Вспомним росписи хаджиларской керамики. Треугольники и прямые линии, не расположенные по диагонали, изгибающиеся, следующие за формой сосуда. Симметричные зигзаги и двойные дуги, но симметрия нарушена лункой, заполненной краской, в левой части композиции. Геометрические символы, производящие почти живое впечатление благодаря выступающим «носам», длинным «шеям», ритмично следующим друг за другом, возникающим из сплошной красочной «почвы» нижней части кувшина. Мир восточной орнаментики формально не нарушен, он только чуть изменен, чуть сдвинут, и это «чуть» создает уже иные, колеблющиеся в равновесии, внутренне готовые к движению образы. Та же готовность к движению в декоре Сескло оживляет треугольники, рвущиеся вверх в виде «языков пламени». Процесс постепенно просыпающегося к самостоятельной формообразующей жизни орнамента оказывается характерным для всего Восточного Средиземноморья и получает только наивысшее свое развитие в новом художественном феномене европейской керамики.
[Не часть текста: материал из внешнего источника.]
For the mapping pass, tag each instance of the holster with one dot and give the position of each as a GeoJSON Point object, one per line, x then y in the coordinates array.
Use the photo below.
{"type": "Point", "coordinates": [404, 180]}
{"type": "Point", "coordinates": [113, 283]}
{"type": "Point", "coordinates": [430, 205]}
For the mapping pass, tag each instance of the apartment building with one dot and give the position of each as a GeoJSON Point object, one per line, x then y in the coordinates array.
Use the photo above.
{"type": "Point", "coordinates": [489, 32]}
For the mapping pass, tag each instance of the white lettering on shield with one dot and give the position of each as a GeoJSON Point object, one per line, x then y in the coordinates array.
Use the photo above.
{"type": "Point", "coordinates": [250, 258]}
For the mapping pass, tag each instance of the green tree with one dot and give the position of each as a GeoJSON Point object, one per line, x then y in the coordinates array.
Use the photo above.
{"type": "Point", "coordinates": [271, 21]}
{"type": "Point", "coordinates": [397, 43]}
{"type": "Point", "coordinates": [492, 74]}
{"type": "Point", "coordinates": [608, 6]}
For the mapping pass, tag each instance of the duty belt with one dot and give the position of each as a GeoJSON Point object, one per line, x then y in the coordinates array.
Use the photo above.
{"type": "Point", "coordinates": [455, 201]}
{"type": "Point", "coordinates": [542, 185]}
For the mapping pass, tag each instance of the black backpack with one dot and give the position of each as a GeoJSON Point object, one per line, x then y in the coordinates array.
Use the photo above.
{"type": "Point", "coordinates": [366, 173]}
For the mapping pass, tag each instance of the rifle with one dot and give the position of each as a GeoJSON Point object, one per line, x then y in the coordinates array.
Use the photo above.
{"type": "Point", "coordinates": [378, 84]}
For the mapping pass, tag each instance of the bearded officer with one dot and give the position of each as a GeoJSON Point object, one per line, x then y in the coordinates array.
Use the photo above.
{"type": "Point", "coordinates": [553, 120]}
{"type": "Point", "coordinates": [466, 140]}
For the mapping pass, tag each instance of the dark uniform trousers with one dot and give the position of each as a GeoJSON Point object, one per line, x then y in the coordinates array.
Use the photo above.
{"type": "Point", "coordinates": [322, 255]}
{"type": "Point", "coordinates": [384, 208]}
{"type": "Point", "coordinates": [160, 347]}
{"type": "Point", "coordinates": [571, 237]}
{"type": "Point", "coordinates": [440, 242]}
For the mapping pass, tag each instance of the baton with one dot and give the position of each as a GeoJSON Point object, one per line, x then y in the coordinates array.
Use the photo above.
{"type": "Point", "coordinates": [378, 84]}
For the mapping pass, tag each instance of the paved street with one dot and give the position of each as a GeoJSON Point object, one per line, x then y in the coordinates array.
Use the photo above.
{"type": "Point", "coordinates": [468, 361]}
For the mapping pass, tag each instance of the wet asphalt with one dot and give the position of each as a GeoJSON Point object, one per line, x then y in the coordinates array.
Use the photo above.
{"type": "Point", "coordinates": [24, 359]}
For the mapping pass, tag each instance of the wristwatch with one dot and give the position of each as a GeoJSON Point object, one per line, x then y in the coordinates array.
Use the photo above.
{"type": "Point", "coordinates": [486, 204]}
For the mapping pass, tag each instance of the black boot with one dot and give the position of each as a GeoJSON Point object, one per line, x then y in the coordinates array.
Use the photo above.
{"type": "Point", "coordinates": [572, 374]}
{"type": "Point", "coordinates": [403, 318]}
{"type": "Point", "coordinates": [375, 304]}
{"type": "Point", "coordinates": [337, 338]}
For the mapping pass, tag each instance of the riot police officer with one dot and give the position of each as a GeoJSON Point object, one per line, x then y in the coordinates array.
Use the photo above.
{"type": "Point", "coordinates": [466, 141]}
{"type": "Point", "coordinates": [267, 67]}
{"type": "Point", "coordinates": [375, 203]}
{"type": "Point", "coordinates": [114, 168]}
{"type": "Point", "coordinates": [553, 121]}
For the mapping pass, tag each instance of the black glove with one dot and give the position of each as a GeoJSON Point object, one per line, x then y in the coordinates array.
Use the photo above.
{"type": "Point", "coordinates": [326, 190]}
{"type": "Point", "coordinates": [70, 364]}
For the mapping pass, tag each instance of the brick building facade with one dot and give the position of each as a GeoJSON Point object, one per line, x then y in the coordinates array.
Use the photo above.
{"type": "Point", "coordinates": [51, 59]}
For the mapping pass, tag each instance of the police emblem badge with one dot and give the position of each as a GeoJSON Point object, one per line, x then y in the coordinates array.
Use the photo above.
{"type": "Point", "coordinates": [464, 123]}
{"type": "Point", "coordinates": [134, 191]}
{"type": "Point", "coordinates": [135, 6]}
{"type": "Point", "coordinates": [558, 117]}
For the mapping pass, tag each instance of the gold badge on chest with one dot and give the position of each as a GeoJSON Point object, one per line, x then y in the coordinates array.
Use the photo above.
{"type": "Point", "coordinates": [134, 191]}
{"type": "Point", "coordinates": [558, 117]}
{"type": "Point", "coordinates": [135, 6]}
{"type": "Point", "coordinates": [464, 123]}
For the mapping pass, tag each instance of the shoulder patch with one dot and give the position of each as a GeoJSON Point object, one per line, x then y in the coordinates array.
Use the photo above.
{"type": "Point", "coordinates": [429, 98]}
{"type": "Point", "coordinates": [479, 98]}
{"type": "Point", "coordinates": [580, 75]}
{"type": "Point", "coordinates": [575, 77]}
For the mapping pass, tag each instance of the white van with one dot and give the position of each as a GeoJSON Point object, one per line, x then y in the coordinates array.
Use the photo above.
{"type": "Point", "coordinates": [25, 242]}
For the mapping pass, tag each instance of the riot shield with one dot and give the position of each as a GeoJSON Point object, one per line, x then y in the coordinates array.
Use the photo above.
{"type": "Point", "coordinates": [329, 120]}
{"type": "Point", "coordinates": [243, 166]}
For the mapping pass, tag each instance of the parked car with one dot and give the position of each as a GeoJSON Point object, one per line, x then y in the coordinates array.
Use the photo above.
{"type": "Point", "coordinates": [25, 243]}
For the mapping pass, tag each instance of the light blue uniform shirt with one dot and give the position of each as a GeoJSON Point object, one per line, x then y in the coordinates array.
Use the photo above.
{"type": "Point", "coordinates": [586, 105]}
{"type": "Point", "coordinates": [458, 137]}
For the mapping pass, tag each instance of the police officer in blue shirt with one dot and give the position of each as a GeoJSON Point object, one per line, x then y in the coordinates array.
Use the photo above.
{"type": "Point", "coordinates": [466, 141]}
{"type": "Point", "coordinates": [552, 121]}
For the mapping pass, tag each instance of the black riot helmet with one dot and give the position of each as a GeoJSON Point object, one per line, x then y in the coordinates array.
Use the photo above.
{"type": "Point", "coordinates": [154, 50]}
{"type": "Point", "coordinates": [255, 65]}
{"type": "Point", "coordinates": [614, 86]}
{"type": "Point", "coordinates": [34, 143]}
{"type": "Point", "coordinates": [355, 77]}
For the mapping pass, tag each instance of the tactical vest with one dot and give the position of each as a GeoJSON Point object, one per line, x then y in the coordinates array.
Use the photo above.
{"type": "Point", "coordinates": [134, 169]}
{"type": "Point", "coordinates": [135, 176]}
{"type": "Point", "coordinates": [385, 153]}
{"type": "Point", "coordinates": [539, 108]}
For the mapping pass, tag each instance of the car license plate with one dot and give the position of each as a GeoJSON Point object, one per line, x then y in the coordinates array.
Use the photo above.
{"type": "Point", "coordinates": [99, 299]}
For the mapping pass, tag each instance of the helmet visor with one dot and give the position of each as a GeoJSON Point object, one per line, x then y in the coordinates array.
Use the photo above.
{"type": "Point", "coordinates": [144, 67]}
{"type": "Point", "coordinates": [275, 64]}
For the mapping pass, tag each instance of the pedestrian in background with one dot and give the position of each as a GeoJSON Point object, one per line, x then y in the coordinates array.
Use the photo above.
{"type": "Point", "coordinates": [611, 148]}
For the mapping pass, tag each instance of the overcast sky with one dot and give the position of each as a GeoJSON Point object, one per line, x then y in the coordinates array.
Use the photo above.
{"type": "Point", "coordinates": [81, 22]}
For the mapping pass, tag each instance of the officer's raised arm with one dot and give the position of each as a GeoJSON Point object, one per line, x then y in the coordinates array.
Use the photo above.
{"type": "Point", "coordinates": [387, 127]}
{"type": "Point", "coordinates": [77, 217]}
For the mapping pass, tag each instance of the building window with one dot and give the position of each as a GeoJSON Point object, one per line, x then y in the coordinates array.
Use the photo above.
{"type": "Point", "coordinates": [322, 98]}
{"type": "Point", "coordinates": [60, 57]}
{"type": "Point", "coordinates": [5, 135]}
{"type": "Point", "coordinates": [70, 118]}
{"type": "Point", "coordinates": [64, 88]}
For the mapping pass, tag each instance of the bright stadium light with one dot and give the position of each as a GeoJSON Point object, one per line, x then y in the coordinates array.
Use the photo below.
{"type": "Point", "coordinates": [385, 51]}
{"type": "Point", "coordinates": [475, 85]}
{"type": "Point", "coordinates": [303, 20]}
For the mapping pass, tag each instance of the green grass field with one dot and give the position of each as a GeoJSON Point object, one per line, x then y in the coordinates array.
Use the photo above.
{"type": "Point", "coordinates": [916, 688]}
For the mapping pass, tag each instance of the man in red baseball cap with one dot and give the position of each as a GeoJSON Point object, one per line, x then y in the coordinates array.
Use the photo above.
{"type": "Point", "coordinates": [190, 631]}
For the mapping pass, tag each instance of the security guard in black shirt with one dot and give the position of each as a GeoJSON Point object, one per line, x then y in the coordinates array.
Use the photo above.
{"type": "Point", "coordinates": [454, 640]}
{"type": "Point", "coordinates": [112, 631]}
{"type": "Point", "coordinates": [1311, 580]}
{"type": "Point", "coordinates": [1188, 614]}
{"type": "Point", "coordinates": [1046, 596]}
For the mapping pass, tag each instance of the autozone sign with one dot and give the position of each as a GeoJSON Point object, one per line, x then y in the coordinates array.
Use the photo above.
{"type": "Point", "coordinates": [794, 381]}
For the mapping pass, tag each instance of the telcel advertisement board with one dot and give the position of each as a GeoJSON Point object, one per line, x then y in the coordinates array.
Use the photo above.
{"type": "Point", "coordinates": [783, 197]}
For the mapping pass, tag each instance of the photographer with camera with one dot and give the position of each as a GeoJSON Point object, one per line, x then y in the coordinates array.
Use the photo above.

Культура Димини датируется концом IV — началом III тысячелетия до н. э. То же начало III тысячелетия отмечено в Египте постройкой пирамид, в Месопотамии архитектурой, скульптурой, глиптикой ране-династического периода. Складываются особенности государственного устройства, внутреннее своеобразие каждого народа, складывается религия, язык, фольклор и письменность. На этом фоне анахронизмом выглядят расписные сосуды Европы, вмещающие все эти компоненты, знаменующие собой последний переднеазиатско-европейский рубеж предыстории и истории. «На краю обитаемого мира» проходит свой путь развития последняя поздненеолитическая культура «полосы древних цивилизаций», типичная в ряду предшествующих и одновременно отличная от них в силу своей завершающей роли, изолированности и территориальной принадлежности. Она несет в себе зародыш будущего замечательного расцвета, сама же она умирает, отрезанная от мировых путей культурного развития, с которыми в это время уже связаны центральная и южная Греция и восточно-средиземноморские острова.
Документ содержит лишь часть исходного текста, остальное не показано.